A zero knowledge argument is, first and foremost, an argument. A prover attempts to convince a verifier that an NP statement \( x\) is in an NP language \( L\). The prover should not be able to convince the verifier of a false statement; this property is called soundness. The zero knowledge property requires that the argument does allow the verifier to learn anything about the witness for \( x \in L\). This is formalized using the simulator definition discussed above. As a reminder, the simulator must approximate a real view of the argument, except it does not have access to the real prover. In the standard notion of simulation, the simulator is an expected PPT algorithm.
In time-traveling simulation for zero knowledge arguments, the simulator additionally receives a valid extension of the blockchain by \(F\) blocks. Then it must produce the adversary’s view. If left alone, the blockchain will generate extensions of itself which are independent of the statement \(x\) or its witnesses. Therefore the future state which the simulator receives is effectively harmless and contains no information about the witness beyond what is naturally leaked with the passage of time.
Zero Knowledge in Three Rounds
The construction of a three round zero knowledge argument uses a three round witness indistinguishable proof of knowledge (WIPoK). In a WIPoK, a prover convinces a verifier that they “know” a witness for some NP statement. The witness indistinguishability property guarantees that if there are two possible witnesses for the statement, then the verifier cannot tell which one the prover knows. This is a weaker security guarantee than zero knowledge, so it is possible to construct a WIPoK in just three rounds (even without assuming special setup like a CRS or a blockchain).
The construction is as follows. To prove the truth of an NP statement \( x\), the prover and verifier engage in a WIPoK for the statement “I know a witness for \( x\) or I know a blockchain state \(F\) blocks ahead of the current state”. Showing zero knowledge requires constructing a time-traveling simulator, which is initialized with a future state. The simulator acts as a prover in the WIPoK with the adversary, using the future state as its witness. Witness indistinguishability guarantees that an execution using the future state as a witness is indistinguishable from an execution using a witness for \(x \). The latter case is exactly what occurs in a real execution, so the simulator’s output is indistinguishable from a real execution.

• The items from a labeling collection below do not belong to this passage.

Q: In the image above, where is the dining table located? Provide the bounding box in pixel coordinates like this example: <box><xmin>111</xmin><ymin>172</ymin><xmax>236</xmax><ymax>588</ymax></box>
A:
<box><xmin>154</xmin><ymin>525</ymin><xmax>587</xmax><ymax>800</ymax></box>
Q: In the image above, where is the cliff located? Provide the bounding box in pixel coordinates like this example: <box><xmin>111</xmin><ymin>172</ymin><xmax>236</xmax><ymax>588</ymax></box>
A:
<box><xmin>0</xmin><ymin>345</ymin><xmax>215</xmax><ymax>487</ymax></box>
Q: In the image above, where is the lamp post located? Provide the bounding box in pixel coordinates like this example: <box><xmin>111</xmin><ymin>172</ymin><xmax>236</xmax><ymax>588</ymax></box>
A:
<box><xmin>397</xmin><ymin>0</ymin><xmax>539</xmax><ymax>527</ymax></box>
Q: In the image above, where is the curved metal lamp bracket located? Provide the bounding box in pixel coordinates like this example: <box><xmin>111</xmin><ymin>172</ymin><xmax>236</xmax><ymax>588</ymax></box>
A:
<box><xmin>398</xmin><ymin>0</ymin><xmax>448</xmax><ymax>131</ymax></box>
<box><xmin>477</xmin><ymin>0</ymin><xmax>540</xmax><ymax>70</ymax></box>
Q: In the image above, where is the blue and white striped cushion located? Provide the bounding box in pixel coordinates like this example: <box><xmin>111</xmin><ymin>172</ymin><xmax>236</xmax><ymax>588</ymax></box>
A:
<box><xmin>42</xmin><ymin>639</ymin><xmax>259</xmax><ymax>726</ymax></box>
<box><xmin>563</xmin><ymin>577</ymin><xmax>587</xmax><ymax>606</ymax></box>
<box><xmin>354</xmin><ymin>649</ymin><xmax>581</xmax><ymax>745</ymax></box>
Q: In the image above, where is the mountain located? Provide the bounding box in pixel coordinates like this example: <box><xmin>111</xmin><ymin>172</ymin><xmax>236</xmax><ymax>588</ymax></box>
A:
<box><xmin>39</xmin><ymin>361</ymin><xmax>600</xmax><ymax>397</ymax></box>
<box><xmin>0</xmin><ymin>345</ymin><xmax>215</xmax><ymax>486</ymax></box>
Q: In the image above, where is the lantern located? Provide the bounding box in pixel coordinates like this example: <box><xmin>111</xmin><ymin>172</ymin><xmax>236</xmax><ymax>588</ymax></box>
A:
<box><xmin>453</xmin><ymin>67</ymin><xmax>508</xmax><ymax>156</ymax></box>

To show soundness, observe that any adversarial prover must know a witness for the statement. This is either a witness for \( x \) or it is a future state of the blockchain. Since a real adversary cannot possibly know a future state of the blockchain without violating the blockchain’s security, it must know a witness for \( x\). The full argument for soundness requires some additional care in order to use the proof of knowledge property, since the WIPoK is composed in parallel with a blockchain protocol and many security properties break down during parallel composition. See the full paper for details.